I found an article in the Houston Business Journal citing the research done by Proudfoot Consulting. The leading cause of unproductive time on a global basis is poor supervision: 31% of people say they have a lack of supervision in their workplace. The article does not state who the lack of supervision is directed at … the wayward employee or the person giving their opinion. And we need to realize that ‘lack of supervision’ is ambiguous …. what one person considers ‘lack of supervision’ another can consider enough supervision; what one considers enough supervision another may consider ‘micro managing’.
Poor communication ranks third, with 18.2%. I’m sure if you investigated this further, it would include positive feedback, giving clear and thorough direction, performance appraisals and coaching / mentoring.
Management appears to be looking in the wrong places on where to increase productivity. Sure, assessing processes and procedures is worthwhile. Sending memos out reinforcing company policies about working hours, lunch times and personal work on company time will irritate and be ignored by those that it was intended for. Those managers that choose the “group chewing out” because they are not strong enough to have a one-on-one with the true offenders should not be in management.

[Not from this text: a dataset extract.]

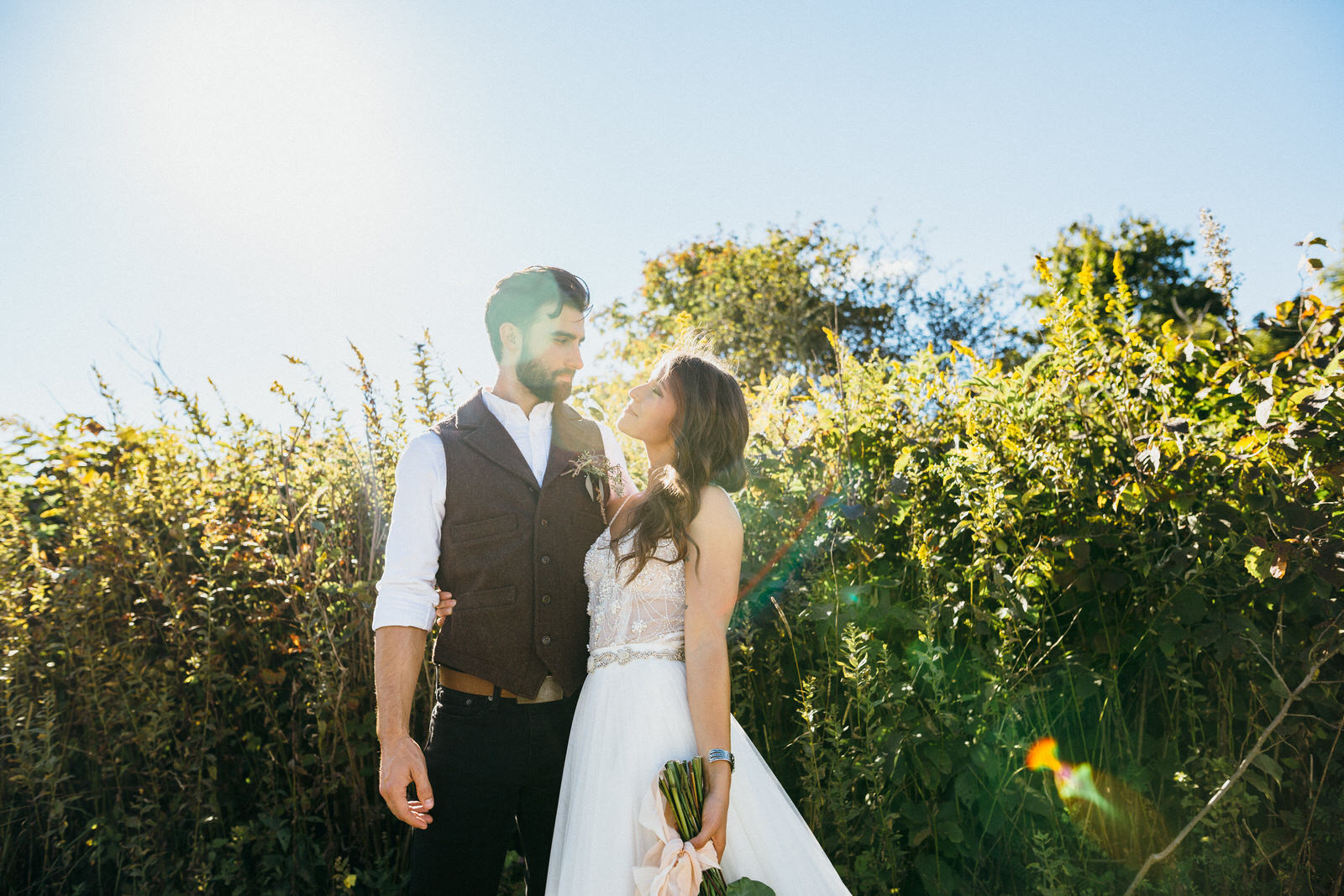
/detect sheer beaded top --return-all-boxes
[583,527,685,652]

They may complain that meetings last longer than they should, yet how many managers and supervisors have been training in running effective meetings? How many have asked for training in running a more cohesive meeting? How many let attendees take control of the meeting and fulfill their own agenda?
Managers and supervisors may opt to do the work themselves and not delegate, because taking the time to explain to someone the big picture and the tasks takes “too much time”. Yet in doing this, the manager is robbing three entities: the employee from improving and learning new skills, themselves from also learning new skills, and the company from increasing productivity and growing all their employees.
Having a conversation with staff on reaching their goals and assuming more responsibility takes “too much time”. Managers and supervisors are constantly up against critical deadlines, and that is looming over them like a storm cloud.
Leaders, on the other hand, understand the importance of delegating, mentoring, performance evaluations and clear communications. They realize that these tasks are not in addition to their job, these elements are critical pieces of their job.
Your staff take many lessons from you …
It’s not what you said, it’s what they think they heard!